In a country where the press is usually polite and docile, that ominous warning was recently sounded by the Thai newspaper Siam Rath. A lot of Thais—and Americans—believe that the warning is not exaggerated. The country that once hoped to prevent rather than to fight a Communist insurgency now finds itself involved in an expanding guerrilla fight that bears an uncomfortable resemblance to the early days of the Viet Nam war. In Thailand’s long-neglected Northeastern provinces, a growing, increasingly bold force of nearly 2,000 Communist terrorists is striking with guns and propaganda at a lengthening list of soft spots where there is no government presence.

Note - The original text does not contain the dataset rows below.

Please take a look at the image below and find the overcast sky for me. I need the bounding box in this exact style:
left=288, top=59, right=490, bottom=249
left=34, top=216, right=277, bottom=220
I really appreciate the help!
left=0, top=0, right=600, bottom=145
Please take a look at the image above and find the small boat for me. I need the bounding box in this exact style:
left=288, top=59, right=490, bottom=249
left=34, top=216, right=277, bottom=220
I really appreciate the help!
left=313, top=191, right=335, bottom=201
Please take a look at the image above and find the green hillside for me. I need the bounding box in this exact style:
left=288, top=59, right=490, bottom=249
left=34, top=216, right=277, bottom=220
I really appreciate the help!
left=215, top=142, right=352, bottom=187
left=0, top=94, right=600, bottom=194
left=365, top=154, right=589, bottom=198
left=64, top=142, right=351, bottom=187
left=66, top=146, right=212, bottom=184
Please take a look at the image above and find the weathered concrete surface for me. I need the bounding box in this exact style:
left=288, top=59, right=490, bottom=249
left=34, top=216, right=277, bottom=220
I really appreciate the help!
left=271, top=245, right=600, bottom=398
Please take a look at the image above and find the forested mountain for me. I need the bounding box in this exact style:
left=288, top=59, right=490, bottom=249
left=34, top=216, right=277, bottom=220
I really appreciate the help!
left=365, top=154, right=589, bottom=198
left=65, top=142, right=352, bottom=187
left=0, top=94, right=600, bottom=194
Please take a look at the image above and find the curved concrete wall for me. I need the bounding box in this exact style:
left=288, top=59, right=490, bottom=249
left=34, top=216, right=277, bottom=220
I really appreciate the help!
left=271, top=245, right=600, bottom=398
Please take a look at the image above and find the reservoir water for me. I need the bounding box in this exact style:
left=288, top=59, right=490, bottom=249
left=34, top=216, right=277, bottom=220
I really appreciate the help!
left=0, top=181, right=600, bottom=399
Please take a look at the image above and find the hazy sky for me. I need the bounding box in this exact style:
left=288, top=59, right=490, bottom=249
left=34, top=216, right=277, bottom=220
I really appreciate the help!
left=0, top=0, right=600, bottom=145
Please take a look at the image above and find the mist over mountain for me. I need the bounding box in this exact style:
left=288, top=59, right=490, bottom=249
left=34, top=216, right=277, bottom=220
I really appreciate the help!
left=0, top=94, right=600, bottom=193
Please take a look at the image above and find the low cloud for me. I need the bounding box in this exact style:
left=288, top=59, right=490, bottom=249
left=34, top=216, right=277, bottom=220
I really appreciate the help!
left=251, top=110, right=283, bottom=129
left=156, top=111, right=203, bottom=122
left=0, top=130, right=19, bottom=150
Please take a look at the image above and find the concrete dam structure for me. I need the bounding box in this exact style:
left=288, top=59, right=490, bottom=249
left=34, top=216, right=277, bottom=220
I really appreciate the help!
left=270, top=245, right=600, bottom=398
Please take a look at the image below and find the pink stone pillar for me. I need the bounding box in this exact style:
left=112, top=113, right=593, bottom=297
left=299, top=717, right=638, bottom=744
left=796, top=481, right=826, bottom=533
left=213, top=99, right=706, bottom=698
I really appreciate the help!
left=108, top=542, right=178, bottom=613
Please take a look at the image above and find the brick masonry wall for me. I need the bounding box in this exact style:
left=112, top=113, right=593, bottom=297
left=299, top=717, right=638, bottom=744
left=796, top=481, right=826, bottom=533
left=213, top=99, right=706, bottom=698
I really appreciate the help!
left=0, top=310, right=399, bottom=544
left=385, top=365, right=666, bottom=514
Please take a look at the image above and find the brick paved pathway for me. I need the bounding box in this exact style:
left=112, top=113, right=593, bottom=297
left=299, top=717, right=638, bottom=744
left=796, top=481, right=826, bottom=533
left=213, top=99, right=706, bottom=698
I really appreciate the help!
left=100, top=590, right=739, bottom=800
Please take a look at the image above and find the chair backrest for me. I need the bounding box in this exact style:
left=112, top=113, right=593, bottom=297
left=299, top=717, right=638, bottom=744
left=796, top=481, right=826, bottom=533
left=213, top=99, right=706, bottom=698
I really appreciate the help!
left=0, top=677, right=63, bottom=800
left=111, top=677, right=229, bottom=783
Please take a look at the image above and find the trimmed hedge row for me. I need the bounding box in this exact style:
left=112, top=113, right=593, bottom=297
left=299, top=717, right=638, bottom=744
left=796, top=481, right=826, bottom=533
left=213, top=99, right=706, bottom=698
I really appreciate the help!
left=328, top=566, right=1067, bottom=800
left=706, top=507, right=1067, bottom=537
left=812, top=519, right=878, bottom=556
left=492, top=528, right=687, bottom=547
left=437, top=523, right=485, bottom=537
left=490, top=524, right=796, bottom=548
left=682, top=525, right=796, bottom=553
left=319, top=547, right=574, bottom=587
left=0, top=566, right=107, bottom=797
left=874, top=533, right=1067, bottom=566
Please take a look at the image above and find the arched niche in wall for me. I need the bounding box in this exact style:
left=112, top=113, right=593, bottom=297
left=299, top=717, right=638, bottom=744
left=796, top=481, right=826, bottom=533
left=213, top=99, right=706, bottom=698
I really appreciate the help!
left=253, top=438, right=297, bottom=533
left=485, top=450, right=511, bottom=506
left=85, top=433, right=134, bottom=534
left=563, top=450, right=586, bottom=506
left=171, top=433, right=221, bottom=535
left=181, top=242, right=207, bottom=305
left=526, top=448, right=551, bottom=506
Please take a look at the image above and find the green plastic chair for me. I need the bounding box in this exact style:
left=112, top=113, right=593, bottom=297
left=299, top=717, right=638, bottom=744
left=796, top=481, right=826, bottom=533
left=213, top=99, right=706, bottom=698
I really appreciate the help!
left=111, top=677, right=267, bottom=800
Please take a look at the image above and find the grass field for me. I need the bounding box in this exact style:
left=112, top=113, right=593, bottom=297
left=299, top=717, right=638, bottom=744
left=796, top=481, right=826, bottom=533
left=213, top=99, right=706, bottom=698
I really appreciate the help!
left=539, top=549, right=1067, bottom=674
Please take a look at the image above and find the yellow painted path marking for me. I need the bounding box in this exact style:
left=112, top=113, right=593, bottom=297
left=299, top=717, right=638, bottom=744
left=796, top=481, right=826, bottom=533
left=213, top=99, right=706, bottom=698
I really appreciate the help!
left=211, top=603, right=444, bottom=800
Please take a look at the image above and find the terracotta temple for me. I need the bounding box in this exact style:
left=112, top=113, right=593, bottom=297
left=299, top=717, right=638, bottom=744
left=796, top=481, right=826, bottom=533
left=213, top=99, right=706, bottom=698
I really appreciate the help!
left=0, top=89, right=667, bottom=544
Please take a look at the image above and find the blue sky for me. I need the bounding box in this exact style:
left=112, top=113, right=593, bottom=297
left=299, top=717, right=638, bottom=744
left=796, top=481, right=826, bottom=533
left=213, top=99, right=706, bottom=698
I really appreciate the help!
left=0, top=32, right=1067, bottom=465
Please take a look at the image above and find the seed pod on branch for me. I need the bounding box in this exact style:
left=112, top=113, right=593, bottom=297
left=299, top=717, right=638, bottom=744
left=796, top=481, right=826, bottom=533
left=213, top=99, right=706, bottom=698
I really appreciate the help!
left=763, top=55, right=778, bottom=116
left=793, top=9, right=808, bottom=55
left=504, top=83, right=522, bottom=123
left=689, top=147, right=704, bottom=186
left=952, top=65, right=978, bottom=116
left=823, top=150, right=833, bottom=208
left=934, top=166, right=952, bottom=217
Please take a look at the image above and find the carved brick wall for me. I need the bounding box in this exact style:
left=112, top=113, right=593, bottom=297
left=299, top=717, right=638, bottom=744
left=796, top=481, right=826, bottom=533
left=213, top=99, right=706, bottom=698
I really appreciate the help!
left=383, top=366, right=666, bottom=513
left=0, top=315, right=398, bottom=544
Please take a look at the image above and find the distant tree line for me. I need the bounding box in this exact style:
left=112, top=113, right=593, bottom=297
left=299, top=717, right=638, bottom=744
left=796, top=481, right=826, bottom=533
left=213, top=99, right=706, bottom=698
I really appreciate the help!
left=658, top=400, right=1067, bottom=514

Wrong Medicine. The regime of Premier Thanom Kittikachorn has not been idle. Over the past year, it has built up a force of 10,000 Royal Thai Army troops and police in the Northeast. More than two-thirds of the annual U.S. $60 million economic-aid package now goes to the impoverished area. U.S. Special Forces train Thai soldiers in counterinsurgency, and a few Americans work directly with troops in the field. While they leave problems at the village level to the Thais, U.S. advisers also help in road building, health and development projects.

So far all this has not been enough. Like a wound at first neglected, then treated with the wrong medicine, the Northeast continues to fester as the war flares on. It is no longer rare for a Communist band to take over a village for a propaganda session that is often climaxed by the execution of a local official. In 1967’s first nine months, 216 government officials and supporters were assassinated, more than double the total for the same period in 1966 and equal to the level of Viet Nam in 1959. Because there are not enough men or resources, security against terrorist attack remains a major problem; in one province, only one village out of ten has a permanent guard force.

Haughtiness & Bitterness. The Communists have more going for them than arms. Traditional Northeastern distrust of Bangkok in general and of haughty local officials and police in particular make the government’s task difficult. There is bitterness, too; though the rest of Thailand is relatively prosperous, years of neglect have kept the Northeast dirt poor. Bangkok too often obfuscates the Communist threat by claiming that Communist helicopters are landing in Thailand to supply the terrorists (there is no evidence of such) or that the insurgency is an invasion by thousands of Thai-born Chinese youths (the terrorists are mostly Thais). The Royal Thai Army has become jealous of the relatively successful pooling of military, police and civilian resources into a Communist Suppression Operations Command in the Northeast, and has, against American advice, persuaded the government to give it full control of the counterinsurgency program. Local military commanders now plan to invoke martial law, and some Thais and Americans feel that such harsh methods may alienate the Northeast peasantry even more.

There are, however, some hopeful signs. Volunteer Defense Corps units, a kind of local militia armed with bolt-action rifles, are taking up posts in remote villages that rarely saw a cop in the past. In a direct copy of efforts in Viet Nam, well-armed People’s Assistance Teams (PAT) are giving selected villages a measure of protection and some civic-action aid. Other cadres sound out local needs, gathering intelligence in the process. Nor is the government ignoring propaganda: it has put up posters in the Northeast showing Mao Tse-tung and Ho Chi Minh hovering over a map of Southeast Asia, stretching their fingers toward Thailand.